It wasn’t until the dawn of the 21st century, at the tender age of 42, that I decided to tackle my condition head-on. I was suffering from a period of post-relationship gloom at the time, my five year engagement to English teacher Cathy having come to an abrupt end when she confessed to an affair. This bombshell prompted me into a thorough overview of my life, during which everything I’d ever done, said, or felt – every grade I’d ever achieved, every opportunity I’d failed to grasp - was quietly analysed and dissected during extended periods of lying on the sofa listening to Barber's 'Adagio for Strings'. Yet not once during this time of tortured introspection did I ever consider that my fear of flying had caused me to lose my fiance. Cathy had never broached the subject. It hadn’t been that big a deal for her. Or had it ?
A few months after our seperation the naked truth came out. After unexpectedly running into one another near the fish counter in Sainsbury’s, Cathy flashed a diamond engagement ring and let it be known that her new beau was the divisional manager of a nationwide travel agency.

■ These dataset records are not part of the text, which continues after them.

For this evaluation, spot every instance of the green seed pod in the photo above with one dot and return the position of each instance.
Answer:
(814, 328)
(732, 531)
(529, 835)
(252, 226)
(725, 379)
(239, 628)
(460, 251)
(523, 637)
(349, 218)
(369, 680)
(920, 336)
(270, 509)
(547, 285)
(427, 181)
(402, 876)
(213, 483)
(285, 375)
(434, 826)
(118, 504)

Waving a glossy catalogue, she rolled off a list of far-away places they planned to visit in the coming years – long-haul places which, I realised, had remained frustratingly inaccessible to her during our time together.
That evening, still shocked that Cathy had secretly resented our annual two week pilgrimage to Bridlington Sands, I scoured the psychiatry section of the Yellow Pages determined to find someone who could help me take my place in the modern world.
2.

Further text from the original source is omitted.